La loi doit bien sûr évoluer, il faut nous débarrasser de ce que Jean-Marc Sauvé appelle « ce point aveugle de notre droit » qui conduit à tenter de discerner chez un enfant le consentement à une relation sexuelle avec un adulte. Cette recherche, qui postule une sorte d'égalité, de coresponsabilité dans un tel rapport sexuel est illusoire. Il nous faut au contraire prendre en considération l'asymétrie entre l'adulte et l'enfant, les rapports de domination et d'emprise, et probablement rompre avec la notion même de consentement. L'étymologie du mot « consentement » – du latin consentire, « ressentir pareil » – n'a ici pas de sens.
Je remercie le garde des Sceaux, Éric Dupond-Moretti, pour l'excellent travail que nous avons mené ensemble ces dernières semaines, en concertation étroite avec l'ensemble des associations, et qui a conduit aux annonces récentes, qu'il a rappelées bien mieux que je ne saurais le faire, sur le seuil d'âge et sur le renforcement des dispositifs de prescription.

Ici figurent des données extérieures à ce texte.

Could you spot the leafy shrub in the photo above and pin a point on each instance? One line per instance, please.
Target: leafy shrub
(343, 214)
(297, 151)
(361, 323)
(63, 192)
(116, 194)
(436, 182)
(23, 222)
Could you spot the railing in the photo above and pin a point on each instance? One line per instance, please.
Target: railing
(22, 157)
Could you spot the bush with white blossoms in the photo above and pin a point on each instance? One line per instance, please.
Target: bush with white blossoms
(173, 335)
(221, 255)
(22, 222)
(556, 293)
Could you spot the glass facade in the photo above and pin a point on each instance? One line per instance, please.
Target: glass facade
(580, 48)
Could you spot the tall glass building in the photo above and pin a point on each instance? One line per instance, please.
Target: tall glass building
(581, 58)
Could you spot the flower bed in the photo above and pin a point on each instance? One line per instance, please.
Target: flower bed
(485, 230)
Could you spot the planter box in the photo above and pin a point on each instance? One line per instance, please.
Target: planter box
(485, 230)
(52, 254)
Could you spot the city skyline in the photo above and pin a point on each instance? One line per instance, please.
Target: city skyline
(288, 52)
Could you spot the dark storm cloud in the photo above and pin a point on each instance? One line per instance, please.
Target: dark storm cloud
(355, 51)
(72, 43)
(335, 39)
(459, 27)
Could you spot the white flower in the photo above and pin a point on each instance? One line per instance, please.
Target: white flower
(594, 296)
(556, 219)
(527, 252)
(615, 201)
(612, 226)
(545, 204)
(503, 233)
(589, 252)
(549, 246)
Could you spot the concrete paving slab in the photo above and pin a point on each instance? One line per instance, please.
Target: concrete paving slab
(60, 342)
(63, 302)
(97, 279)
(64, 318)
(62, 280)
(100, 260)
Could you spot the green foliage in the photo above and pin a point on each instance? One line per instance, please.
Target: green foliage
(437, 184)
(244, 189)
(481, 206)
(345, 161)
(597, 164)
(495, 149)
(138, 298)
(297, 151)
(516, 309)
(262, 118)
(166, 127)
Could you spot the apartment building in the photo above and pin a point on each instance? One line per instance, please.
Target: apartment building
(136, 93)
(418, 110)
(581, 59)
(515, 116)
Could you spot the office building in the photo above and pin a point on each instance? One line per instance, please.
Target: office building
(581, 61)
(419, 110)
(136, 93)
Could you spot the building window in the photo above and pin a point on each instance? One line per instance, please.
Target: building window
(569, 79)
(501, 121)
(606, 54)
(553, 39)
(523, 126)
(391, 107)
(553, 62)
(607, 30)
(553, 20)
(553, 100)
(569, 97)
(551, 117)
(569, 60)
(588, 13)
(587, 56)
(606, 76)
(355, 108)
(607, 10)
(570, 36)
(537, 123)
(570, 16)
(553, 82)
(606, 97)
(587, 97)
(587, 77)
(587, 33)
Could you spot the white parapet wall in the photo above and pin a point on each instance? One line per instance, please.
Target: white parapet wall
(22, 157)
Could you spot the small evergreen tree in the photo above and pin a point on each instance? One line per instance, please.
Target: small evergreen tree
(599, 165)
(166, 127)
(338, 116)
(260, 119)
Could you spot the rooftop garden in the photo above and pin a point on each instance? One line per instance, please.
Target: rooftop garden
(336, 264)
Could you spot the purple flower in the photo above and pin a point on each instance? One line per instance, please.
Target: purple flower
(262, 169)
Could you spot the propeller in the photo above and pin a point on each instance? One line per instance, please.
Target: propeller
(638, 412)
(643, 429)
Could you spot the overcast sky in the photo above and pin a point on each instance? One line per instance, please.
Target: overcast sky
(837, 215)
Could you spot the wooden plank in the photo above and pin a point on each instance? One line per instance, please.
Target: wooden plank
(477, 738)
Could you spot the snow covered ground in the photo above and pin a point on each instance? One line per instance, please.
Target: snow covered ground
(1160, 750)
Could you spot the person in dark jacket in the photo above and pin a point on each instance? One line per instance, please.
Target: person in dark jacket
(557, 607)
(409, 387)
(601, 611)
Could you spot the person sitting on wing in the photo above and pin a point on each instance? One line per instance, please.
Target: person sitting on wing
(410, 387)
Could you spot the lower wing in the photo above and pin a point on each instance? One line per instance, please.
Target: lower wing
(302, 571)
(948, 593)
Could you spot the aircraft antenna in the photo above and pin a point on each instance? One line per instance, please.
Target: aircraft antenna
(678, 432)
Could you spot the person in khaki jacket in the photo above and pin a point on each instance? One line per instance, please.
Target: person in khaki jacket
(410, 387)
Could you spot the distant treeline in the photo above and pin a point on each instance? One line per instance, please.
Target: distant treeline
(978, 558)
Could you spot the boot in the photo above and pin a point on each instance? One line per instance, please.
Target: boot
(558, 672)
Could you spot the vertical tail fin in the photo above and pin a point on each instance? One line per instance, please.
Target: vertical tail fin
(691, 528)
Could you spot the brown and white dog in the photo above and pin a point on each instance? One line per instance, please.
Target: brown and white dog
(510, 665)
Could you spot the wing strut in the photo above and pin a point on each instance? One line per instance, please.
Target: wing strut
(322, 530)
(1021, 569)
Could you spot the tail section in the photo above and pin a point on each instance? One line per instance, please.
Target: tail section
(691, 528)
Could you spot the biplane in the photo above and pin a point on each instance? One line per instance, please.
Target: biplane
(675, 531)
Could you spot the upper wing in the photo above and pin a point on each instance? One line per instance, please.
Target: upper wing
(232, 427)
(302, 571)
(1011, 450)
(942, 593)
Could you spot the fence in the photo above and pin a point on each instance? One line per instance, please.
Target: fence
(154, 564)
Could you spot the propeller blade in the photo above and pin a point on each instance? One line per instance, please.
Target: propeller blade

Mais ce que je viens de dire ne prendra tout son sens que si nous adoptons également, comme l'a souhaité le Président de la République, une démarche de prévention et d'accompagnement des victimes dont l'ambition soit à la hauteur du silence qui a prévalu pendant des décennies. Le Président a ainsi annoncé, le 23 janvier dernier, deux premières mesures fortes que le Gouvernement travaille à rendre effectives. D'une part, « deux rendez-vous de dépistage et de prévention » seront organisés au primaire et au collège sur tout le territoire. Cette politique de prévention dès le plus jeune âge est cruciale pour identifier, aider et protéger les enfants victimes de violences sexuelles et donc pour faire cesser celles-ci définitivement. Le travail est en cours avec Jean-Michel Blanquer afin de renforcer l'action que mène déjà l'ensemble des professionnels de l'éducation nationale, faisant ainsi de l'école un lieu clef de protection et de repérage grâce à l'implication de l'ensemble de la communauté éducative. D'autre part, il est tout aussi fondamental que les victimes puissent bénéficier d'un accompagnement psychologique intégralement pris en charge.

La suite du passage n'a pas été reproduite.